Warehousing fits perfectly with this vision; as an industry we represent a vehicle for social mobility, able to recruit those without qualifications, train them for important roles and equip them to build a fulfilling and successful career.
Unfortunately, as the Government website points out, “not all qualifications are offered by all providers”. No details of live courses are available from the awarding organisation, Highfield Qualifications, and it appears that few, if any, training providers are actually delivering the Level 3 Diploma in Warehousing and Storage (RQF). This is a matter of some concern, and UKWA will be pushing hard to find out more on behalf of our members.

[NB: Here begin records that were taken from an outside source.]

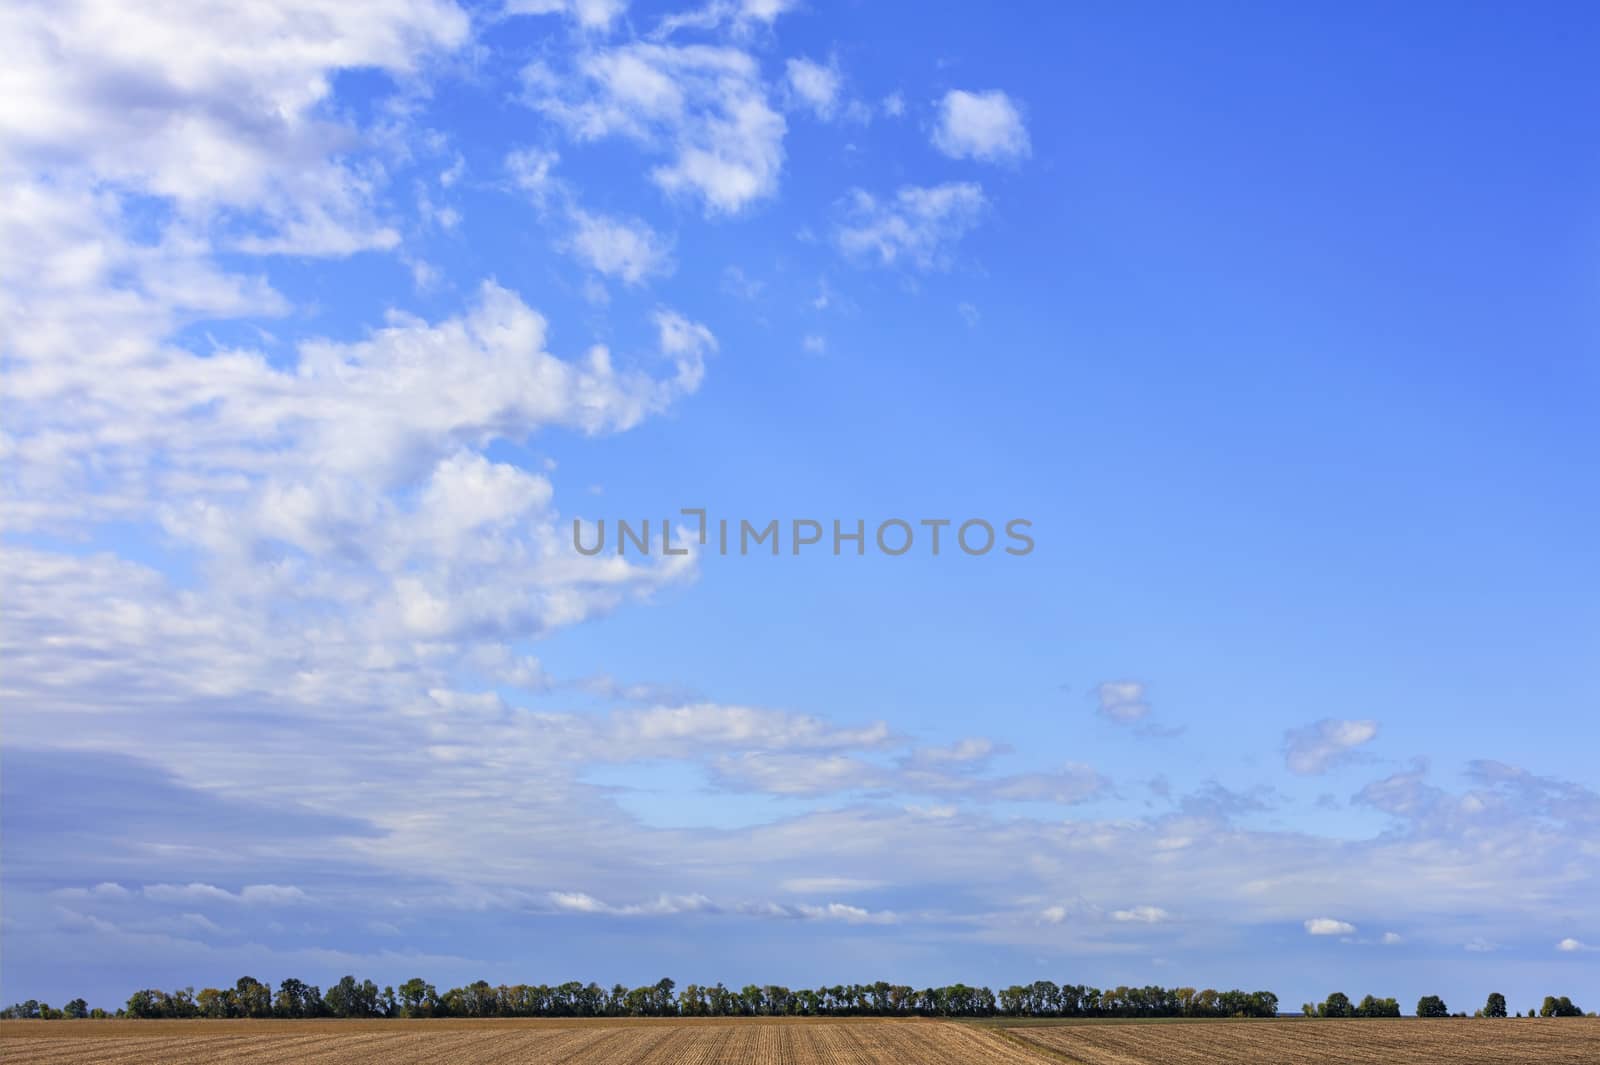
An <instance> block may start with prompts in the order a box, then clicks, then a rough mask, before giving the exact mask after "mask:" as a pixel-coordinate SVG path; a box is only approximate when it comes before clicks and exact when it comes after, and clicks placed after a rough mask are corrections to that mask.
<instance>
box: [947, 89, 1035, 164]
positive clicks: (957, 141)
mask: <svg viewBox="0 0 1600 1065" xmlns="http://www.w3.org/2000/svg"><path fill="white" fill-rule="evenodd" d="M933 146H934V147H936V149H939V150H941V152H944V154H946V155H949V157H950V158H976V160H982V162H987V163H998V162H1010V160H1019V158H1026V157H1027V155H1029V152H1030V147H1029V139H1027V128H1026V126H1024V125H1022V114H1021V112H1019V110H1018V107H1016V104H1013V102H1011V98H1010V96H1006V94H1005V93H1002V91H1000V90H989V91H987V93H968V91H965V90H950V91H949V93H946V94H944V99H942V101H939V120H938V125H936V126H934V131H933Z"/></svg>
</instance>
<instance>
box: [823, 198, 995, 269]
mask: <svg viewBox="0 0 1600 1065" xmlns="http://www.w3.org/2000/svg"><path fill="white" fill-rule="evenodd" d="M986 205H987V201H986V200H984V192H982V189H981V187H979V185H976V184H971V182H949V184H942V185H931V187H920V185H906V187H902V189H899V190H898V192H896V193H894V198H893V200H886V201H880V200H877V198H874V197H872V195H869V193H867V192H862V190H861V189H856V190H854V192H853V193H851V197H850V203H848V216H850V221H848V222H846V224H843V225H840V227H838V230H837V233H835V238H837V241H838V246H840V249H842V251H843V253H845V254H848V256H851V257H856V259H869V261H877V262H878V264H880V265H896V264H901V262H904V264H909V265H914V267H918V269H922V270H934V269H944V267H946V265H949V259H950V251H952V248H954V245H955V243H957V241H958V240H960V238H962V237H963V235H965V233H966V232H968V230H971V229H973V227H976V225H978V219H979V217H981V216H982V213H984V208H986Z"/></svg>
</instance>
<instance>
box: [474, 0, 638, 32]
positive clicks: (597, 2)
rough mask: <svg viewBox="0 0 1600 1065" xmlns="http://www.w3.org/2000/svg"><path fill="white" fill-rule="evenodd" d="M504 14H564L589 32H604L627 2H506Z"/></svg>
mask: <svg viewBox="0 0 1600 1065" xmlns="http://www.w3.org/2000/svg"><path fill="white" fill-rule="evenodd" d="M504 10H506V14H566V16H570V18H571V19H573V21H576V22H578V24H579V26H581V27H584V29H589V30H606V29H610V27H611V22H614V21H616V19H618V18H619V16H621V14H622V13H624V11H627V0H506V8H504Z"/></svg>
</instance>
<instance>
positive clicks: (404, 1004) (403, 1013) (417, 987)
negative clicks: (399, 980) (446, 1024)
mask: <svg viewBox="0 0 1600 1065" xmlns="http://www.w3.org/2000/svg"><path fill="white" fill-rule="evenodd" d="M437 1011H438V993H437V991H435V990H434V985H432V983H429V982H427V980H424V979H422V977H411V979H410V980H406V982H405V983H402V985H400V1015H402V1017H432V1015H434V1014H435V1012H437Z"/></svg>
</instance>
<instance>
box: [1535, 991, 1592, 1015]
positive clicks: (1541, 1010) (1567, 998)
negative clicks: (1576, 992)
mask: <svg viewBox="0 0 1600 1065" xmlns="http://www.w3.org/2000/svg"><path fill="white" fill-rule="evenodd" d="M1539 1015H1541V1017H1582V1015H1584V1011H1582V1009H1579V1007H1578V1006H1573V999H1570V998H1566V996H1565V995H1562V996H1560V998H1555V996H1554V995H1546V996H1544V1006H1541V1007H1539Z"/></svg>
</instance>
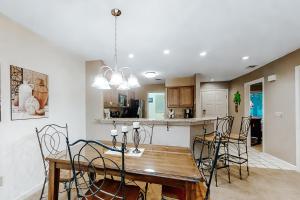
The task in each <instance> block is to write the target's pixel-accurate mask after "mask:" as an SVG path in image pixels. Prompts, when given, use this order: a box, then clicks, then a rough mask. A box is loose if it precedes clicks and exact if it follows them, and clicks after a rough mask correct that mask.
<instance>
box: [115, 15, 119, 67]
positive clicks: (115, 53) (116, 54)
mask: <svg viewBox="0 0 300 200" xmlns="http://www.w3.org/2000/svg"><path fill="white" fill-rule="evenodd" d="M117 54H118V49H117V16H115V70H116V71H117V69H118V55H117Z"/></svg>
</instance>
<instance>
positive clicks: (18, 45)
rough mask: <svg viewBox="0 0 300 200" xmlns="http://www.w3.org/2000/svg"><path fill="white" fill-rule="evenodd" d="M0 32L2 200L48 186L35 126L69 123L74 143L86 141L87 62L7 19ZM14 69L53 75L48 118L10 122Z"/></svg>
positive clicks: (71, 135)
mask: <svg viewBox="0 0 300 200" xmlns="http://www.w3.org/2000/svg"><path fill="white" fill-rule="evenodd" d="M0 27H1V28H0V63H1V97H2V99H1V100H2V121H1V122H0V152H1V153H0V158H1V161H0V176H3V178H4V181H3V183H4V186H3V187H0V199H17V198H21V197H22V195H24V194H26V193H29V192H30V191H32V190H34V189H35V188H38V187H39V186H40V185H41V184H42V181H43V171H42V160H41V157H40V152H39V149H38V143H37V139H36V137H35V132H34V128H35V127H42V126H43V125H45V124H48V123H58V124H65V123H68V125H69V134H70V138H71V140H74V139H77V138H85V63H84V61H83V59H81V58H80V57H78V56H75V55H72V54H70V53H67V52H65V51H64V50H61V49H60V48H58V47H55V46H53V45H51V43H50V42H48V41H46V40H44V39H43V38H41V37H39V36H38V35H36V34H34V33H32V32H30V31H28V30H26V29H24V28H23V27H21V26H20V25H18V24H16V23H14V22H12V21H10V20H8V19H7V18H6V17H4V16H2V15H0ZM53 31H55V30H53ZM11 64H13V65H17V66H20V67H24V68H27V69H31V70H35V71H38V72H41V73H45V74H48V75H49V118H48V119H35V120H34V119H32V120H23V121H11V120H10V85H9V81H10V79H9V65H11Z"/></svg>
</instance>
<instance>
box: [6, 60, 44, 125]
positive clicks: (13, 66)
mask: <svg viewBox="0 0 300 200" xmlns="http://www.w3.org/2000/svg"><path fill="white" fill-rule="evenodd" d="M10 95H11V119H12V120H22V119H38V118H45V117H48V112H49V106H48V99H49V91H48V75H46V74H42V73H39V72H35V71H32V70H28V69H25V68H22V67H17V66H14V65H11V66H10Z"/></svg>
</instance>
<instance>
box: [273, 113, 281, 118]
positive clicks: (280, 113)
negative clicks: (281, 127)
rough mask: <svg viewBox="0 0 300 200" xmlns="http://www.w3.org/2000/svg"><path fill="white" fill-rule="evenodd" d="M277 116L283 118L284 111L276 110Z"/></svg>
mask: <svg viewBox="0 0 300 200" xmlns="http://www.w3.org/2000/svg"><path fill="white" fill-rule="evenodd" d="M275 116H276V117H280V118H282V116H283V113H282V112H275Z"/></svg>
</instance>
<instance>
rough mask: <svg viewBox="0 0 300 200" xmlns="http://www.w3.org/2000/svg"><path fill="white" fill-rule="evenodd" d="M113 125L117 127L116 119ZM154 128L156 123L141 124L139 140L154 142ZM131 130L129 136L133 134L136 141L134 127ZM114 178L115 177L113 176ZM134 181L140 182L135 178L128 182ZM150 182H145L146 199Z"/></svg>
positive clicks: (145, 141) (129, 130)
mask: <svg viewBox="0 0 300 200" xmlns="http://www.w3.org/2000/svg"><path fill="white" fill-rule="evenodd" d="M123 125H127V126H128V127H130V126H132V123H130V124H129V123H127V124H123ZM113 127H114V129H116V128H117V123H116V121H113ZM153 130H154V124H140V128H139V133H140V134H139V136H140V138H139V141H140V144H152V139H153ZM129 132H130V133H131V134H130V135H128V136H129V137H130V136H131V140H132V141H134V129H133V127H131V128H129ZM112 179H113V177H112ZM131 183H133V184H134V185H136V186H138V184H137V183H136V182H135V181H133V180H130V181H129V182H128V184H131ZM149 184H150V183H148V182H147V183H146V184H145V188H144V190H143V192H144V194H145V199H146V198H147V192H148V189H149Z"/></svg>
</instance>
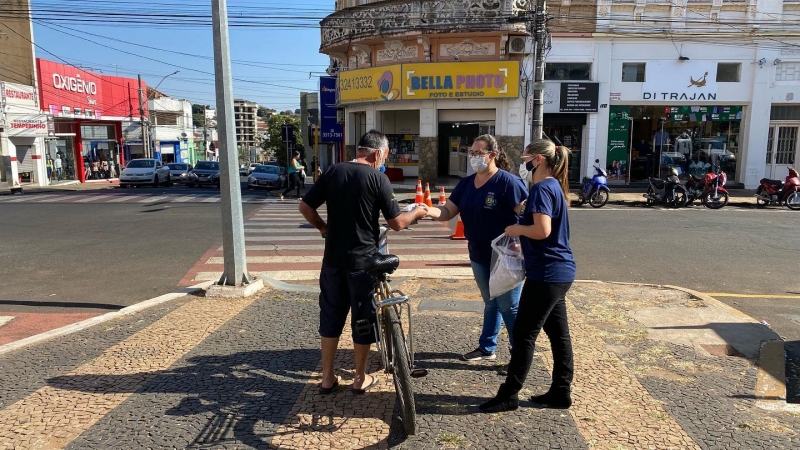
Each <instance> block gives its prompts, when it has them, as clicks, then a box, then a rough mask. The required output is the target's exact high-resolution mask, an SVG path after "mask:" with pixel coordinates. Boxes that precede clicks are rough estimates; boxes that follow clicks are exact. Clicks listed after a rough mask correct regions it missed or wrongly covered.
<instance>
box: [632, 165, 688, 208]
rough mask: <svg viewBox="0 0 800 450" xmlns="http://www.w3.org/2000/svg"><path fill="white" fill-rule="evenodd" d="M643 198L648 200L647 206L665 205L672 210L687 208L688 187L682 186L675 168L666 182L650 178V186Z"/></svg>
mask: <svg viewBox="0 0 800 450" xmlns="http://www.w3.org/2000/svg"><path fill="white" fill-rule="evenodd" d="M643 197H644V198H646V199H647V206H652V205H655V204H656V203H663V204H666V205H667V206H670V207H672V208H681V207H684V206H686V202H687V201H688V197H687V196H686V187H685V186H684V185H683V184H681V180H680V178H679V177H678V171H677V170H676V169H675V168H672V169H670V175H669V176H668V177H667V179H666V180H662V179H660V178H655V177H650V186H648V188H647V193H646V194H644V195H643Z"/></svg>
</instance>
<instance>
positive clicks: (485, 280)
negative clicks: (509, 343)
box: [471, 261, 522, 353]
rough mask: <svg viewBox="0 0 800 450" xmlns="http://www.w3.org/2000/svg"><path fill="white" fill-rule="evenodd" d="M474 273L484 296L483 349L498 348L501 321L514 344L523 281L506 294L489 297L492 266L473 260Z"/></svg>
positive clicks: (480, 346) (476, 280)
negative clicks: (518, 308)
mask: <svg viewBox="0 0 800 450" xmlns="http://www.w3.org/2000/svg"><path fill="white" fill-rule="evenodd" d="M471 264H472V274H473V275H474V276H475V282H476V283H477V284H478V290H480V291H481V297H483V305H484V306H483V330H482V331H481V337H480V339H479V340H478V346H479V347H480V349H481V350H483V351H485V352H489V353H494V351H495V350H496V349H497V335H498V334H499V333H500V324H501V323H500V321H501V320H502V321H503V322H504V323H505V324H506V331H508V339H509V341H510V343H511V346H512V347H513V346H514V341H513V335H514V334H513V331H514V320H516V318H517V308H519V296H520V293H522V283H520V284H519V286H517V287H515V288H514V289H512V290H510V291H508V292H506V293H505V294H503V295H501V296H499V297H496V298H489V273H490V272H491V268H490V267H489V266H485V265H483V264H479V263H476V262H475V261H471Z"/></svg>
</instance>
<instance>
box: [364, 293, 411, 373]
mask: <svg viewBox="0 0 800 450" xmlns="http://www.w3.org/2000/svg"><path fill="white" fill-rule="evenodd" d="M397 305H405V307H406V311H407V312H408V333H407V334H408V337H407V342H408V347H407V349H406V351H407V352H408V361H409V365H410V367H412V368H413V367H414V338H413V334H414V333H413V321H412V319H411V304H410V303H409V302H408V296H407V295H405V294H403V292H401V291H399V290H392V287H391V286H390V285H389V282H388V281H386V280H381V281H378V283H377V284H376V286H375V292H374V293H373V294H372V306H373V307H374V308H375V325H373V330H374V332H375V342H376V343H377V344H376V345H378V346H379V347H380V350H381V352H380V353H381V360H382V361H383V369H384V371H386V372H388V371H389V367H390V365H391V363H392V361H389V358H388V356H387V351H386V349H385V348H383V310H384V309H385V308H393V307H395V306H397ZM397 317H398V318H399V317H401V315H400V314H399V311H398V314H397Z"/></svg>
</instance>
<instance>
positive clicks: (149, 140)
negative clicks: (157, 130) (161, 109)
mask: <svg viewBox="0 0 800 450" xmlns="http://www.w3.org/2000/svg"><path fill="white" fill-rule="evenodd" d="M139 125H141V126H142V151H144V157H145V158H149V157H150V139H149V137H148V135H147V130H146V128H147V127H145V125H144V95H143V94H142V76H141V75H139Z"/></svg>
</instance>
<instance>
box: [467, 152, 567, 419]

Ultimately, it is down to the sector to provide high quality sector-specific training. The benefits of learning and development are well documented. Not only does training provide the necessary technical skills to do the job, it improves productivity and performance.
Employees who have access to training and professional development increase in confidence, take ownership of their responsibilities and make more loyal workers who are less likely to leave your business – and, as we know, staff retention can be a challenge in our sector.
There is a strong, pent-up demand for training following the months of social distancing and home working during lockdown. Workers are ready to re-engage in their own development, and we need to capitalise on the newly-recognised status of logistics with world class training provision.
This is an issue at the top of our agenda at UKWA – we can and will do more to attract and nurture talent in the industry, so watch this space. New and improved training opportunities are coming soon!